ING also looked at other data releases this week to trigger a reaction; “A weak retail sales print on Thursday may revamp expectations for a May rate cut, and take the dollar lower.”

It added; “That said, evidence for the jobs market and the lack of faster disinflation should still be enough to discourage aggressive dollar selling.”

There are very important UK data releases this week with the labour-market data on Tuesday, CPI inflation data Wednesday and GDP data Thursday.

According to Scotiabank; “It may be a bumpy ride for the pound this week.”

Bank of England expectations will be a key element, especially given the importance of carry trades in global markets.

While UK interest rates remain at elevated levels, there will be interest in buying the Pound against low-yield currencies.

XTB research director Kathleen Brooks commented; "Sterling is very much benefitting from carry. It's one of the best-performing carry trades in the G10 because our interest rates are expected to stay higher for longer."

The Pound will not benefit directly against the dollar given the high level of US interest rates, but there will be underlying Pound support, especially if volatility stays low.

According to Bank of America (BoA); “We continue expect the BoE on hold at 5.25% until Aug-24 and a cutting cycle of 25bp per quarter from there. The UK will be the last of the major central banks to start the cutting cycle.”

BoA currency strategist Kamal Sharma maintains a positive stance on the Pound; "With one of the highest policy rates in G10 and our expectation that the Bank of England will be the slowest to normalize policy, theory tells us that this should be fertile ground for FX outperformance."

According to Monex’s Harvey; "Net, we think the data will be negative for sterling, a lot of the headlines will be around recession, and the uptick in inflation pressures."
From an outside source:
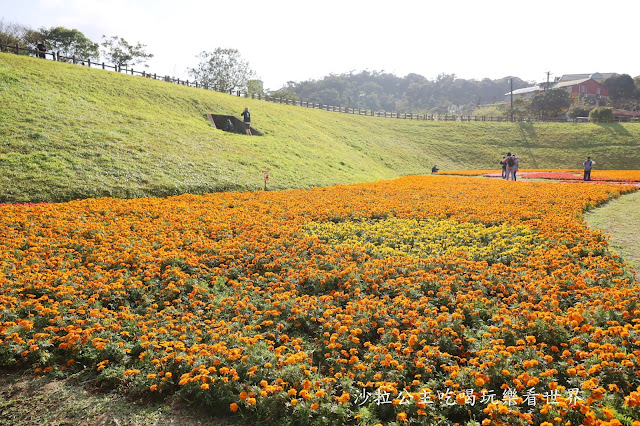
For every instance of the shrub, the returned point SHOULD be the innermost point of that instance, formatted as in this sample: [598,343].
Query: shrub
[601,115]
Rabobank sees potential vulnerability; “surveys suggests that the release of the UK Q4 GDP number later in the week could confirm a technical recession for the economy in the latter part of last year.”

Rabobank is also doubtful that a higher-than-expected inflation print would support the Pound.

The bank added that the number of long Pound positions leaves the currency vulnerable to profit-taking in long GBP positions.